IEditableObject works really well when your user interface is modal. If you show a modal dialog in which the user makes changes, and force them to click OK or Cancel when they're done, you know exactly when to call the methods of IEditableObject and everything is peachy.

Family.Show Screenshot But many modern applications seem to have done away with dialogs. Vertigo's awesome Family.Show is a great example of a user interface that uses docked panels to edit content, and it generally does away with the "OK/Cancel" metaphor, instead using a single "Done" button. If I screw up while editing a person, I have to undo the changes myself.

Sure, there are a few places where Family.Show uses an OK and Cancel button pair, but they're mostly about creating new objects, where the "Cancel" action isn't rolling anything back - it's just not adding the new object to the collection.

I can totally see why you'd go down this route.

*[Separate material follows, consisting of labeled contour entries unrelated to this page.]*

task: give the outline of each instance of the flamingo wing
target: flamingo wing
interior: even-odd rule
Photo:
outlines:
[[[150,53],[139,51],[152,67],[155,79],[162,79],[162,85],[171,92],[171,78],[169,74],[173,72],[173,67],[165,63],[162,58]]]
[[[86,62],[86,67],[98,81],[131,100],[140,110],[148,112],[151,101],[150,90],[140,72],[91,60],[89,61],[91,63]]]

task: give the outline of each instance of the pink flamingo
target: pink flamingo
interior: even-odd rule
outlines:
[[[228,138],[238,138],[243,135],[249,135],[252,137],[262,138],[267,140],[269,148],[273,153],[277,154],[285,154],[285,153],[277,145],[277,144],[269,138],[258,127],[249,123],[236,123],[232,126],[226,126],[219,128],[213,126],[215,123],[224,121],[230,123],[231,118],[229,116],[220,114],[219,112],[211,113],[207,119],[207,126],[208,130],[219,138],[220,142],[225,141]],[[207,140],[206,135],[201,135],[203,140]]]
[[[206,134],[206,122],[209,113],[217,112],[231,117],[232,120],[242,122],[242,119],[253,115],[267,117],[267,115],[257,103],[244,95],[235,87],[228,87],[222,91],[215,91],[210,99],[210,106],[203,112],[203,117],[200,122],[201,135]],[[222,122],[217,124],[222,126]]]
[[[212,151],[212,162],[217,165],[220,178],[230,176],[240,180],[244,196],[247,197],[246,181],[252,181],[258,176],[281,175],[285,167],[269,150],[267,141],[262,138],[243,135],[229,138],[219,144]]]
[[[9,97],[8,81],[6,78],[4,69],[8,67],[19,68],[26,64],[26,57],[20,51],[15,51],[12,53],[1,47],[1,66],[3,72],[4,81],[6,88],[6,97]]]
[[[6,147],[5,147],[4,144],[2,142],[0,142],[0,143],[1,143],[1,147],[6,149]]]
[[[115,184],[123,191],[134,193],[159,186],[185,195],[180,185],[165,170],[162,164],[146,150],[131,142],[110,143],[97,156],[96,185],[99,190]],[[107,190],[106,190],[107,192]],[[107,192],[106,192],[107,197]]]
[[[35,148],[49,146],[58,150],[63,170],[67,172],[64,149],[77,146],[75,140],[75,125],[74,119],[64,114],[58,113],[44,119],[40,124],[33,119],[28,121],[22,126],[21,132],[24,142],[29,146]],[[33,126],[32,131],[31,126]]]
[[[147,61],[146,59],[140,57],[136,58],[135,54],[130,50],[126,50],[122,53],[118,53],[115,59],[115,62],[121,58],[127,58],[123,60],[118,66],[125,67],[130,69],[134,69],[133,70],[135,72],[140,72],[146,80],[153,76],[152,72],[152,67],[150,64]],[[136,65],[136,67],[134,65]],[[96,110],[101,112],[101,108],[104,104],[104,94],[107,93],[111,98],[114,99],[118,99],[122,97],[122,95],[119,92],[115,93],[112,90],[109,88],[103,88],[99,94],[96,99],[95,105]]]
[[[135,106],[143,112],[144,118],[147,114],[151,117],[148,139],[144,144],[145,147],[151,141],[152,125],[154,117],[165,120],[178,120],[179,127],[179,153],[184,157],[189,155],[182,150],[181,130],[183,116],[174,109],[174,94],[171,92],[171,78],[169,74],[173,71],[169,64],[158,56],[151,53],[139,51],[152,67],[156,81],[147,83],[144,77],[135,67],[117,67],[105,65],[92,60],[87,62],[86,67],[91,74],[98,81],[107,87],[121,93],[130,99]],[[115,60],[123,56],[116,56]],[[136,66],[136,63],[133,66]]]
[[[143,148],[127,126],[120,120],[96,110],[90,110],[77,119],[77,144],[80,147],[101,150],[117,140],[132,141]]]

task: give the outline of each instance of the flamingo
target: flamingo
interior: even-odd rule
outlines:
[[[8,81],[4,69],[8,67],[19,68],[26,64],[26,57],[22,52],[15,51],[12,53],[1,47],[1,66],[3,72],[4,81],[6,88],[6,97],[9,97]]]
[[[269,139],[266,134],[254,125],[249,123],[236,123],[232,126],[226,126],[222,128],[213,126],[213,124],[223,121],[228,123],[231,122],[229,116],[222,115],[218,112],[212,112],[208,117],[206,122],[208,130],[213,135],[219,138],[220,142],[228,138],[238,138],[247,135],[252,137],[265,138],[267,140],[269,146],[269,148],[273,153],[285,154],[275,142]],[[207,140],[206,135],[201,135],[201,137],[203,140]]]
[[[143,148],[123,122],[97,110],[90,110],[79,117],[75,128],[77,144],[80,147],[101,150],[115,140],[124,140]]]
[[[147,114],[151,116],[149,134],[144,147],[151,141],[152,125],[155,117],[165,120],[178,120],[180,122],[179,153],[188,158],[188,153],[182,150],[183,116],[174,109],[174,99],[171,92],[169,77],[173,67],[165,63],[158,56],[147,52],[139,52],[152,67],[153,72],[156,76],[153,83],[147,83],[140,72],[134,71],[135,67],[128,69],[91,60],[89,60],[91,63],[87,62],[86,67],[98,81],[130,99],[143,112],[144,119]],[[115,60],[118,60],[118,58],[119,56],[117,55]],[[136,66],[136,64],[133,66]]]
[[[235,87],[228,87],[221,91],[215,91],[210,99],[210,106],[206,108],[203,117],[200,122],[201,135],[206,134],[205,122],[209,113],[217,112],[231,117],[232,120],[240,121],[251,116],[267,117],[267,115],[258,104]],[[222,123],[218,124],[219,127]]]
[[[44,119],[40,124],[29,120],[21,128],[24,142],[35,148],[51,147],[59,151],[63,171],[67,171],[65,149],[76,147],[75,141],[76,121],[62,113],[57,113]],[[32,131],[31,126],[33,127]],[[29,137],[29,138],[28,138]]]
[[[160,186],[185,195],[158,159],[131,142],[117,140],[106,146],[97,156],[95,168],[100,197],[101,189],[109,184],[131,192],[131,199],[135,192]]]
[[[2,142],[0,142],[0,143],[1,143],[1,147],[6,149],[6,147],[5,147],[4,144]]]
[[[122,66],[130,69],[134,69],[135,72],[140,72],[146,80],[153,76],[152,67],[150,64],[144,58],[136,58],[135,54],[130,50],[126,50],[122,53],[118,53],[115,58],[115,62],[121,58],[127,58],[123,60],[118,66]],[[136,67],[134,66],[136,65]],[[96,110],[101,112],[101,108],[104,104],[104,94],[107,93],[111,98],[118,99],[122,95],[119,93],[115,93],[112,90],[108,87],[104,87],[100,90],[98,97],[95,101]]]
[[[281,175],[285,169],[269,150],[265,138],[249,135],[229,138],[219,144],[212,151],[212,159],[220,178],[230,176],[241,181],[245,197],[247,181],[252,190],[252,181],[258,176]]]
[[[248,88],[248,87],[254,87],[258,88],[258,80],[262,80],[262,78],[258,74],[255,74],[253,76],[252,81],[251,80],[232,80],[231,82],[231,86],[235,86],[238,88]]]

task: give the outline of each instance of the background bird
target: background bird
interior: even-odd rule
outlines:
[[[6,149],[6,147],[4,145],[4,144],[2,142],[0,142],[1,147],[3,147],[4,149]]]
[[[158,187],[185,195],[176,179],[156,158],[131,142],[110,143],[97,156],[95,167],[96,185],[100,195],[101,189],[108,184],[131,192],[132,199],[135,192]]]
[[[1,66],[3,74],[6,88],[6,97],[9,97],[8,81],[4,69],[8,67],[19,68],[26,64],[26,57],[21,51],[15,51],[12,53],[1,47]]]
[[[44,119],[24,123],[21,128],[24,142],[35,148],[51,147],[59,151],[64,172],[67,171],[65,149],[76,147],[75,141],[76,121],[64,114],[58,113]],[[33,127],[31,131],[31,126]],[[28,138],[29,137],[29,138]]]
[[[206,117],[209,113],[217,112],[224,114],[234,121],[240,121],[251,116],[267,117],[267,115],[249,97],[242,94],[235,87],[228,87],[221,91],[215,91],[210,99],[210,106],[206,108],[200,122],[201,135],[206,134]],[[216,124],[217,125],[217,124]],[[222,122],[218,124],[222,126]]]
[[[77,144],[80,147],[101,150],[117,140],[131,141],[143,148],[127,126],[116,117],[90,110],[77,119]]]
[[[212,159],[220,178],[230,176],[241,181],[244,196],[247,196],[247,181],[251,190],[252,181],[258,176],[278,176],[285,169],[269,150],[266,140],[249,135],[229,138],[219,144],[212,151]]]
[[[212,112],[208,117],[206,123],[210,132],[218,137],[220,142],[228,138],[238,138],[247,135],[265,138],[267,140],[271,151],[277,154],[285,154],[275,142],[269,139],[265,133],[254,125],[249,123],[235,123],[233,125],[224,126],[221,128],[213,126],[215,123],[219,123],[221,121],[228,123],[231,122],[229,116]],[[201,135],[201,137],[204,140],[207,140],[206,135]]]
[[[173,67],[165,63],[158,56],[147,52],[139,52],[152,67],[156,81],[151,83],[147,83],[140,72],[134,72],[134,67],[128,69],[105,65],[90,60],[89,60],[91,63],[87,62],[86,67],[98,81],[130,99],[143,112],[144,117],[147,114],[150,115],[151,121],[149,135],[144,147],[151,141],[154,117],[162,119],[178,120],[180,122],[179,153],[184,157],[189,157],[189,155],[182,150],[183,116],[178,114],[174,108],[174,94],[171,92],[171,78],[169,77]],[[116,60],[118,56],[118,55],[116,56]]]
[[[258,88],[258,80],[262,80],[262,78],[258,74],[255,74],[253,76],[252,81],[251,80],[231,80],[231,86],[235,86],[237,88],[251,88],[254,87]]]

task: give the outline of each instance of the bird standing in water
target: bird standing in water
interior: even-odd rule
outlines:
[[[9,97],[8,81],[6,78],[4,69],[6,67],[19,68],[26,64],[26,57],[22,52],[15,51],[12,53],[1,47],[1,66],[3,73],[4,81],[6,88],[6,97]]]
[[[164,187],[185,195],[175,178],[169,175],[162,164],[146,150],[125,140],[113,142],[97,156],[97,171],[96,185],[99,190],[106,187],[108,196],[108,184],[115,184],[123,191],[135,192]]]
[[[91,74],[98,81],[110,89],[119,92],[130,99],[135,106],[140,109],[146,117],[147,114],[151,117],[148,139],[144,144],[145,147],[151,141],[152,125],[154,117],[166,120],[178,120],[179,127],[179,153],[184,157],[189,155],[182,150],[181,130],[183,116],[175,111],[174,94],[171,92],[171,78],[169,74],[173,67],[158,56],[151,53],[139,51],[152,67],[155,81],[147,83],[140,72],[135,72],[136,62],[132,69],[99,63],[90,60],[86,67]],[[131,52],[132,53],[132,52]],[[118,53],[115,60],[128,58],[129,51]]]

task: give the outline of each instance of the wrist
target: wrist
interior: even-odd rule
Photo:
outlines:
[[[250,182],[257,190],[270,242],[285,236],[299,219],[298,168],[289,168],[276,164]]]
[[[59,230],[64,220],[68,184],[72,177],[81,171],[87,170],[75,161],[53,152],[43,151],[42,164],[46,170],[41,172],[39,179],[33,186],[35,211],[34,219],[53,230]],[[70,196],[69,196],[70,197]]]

The "docked panel" approach is just so nice-looking, and doesn't jar the user away from the safe haven of the main window. And if I'm in the editing process and realise I'm looking at the wrong object, there's no "cancel" - I just click on the object I did want to edit, and data binding takes care of everything for me.

So ... is IEditableObject dead? Does anyone use it any more? Are modal dialogs truly going the way of the dodo?

I don't have any answers. What do you think?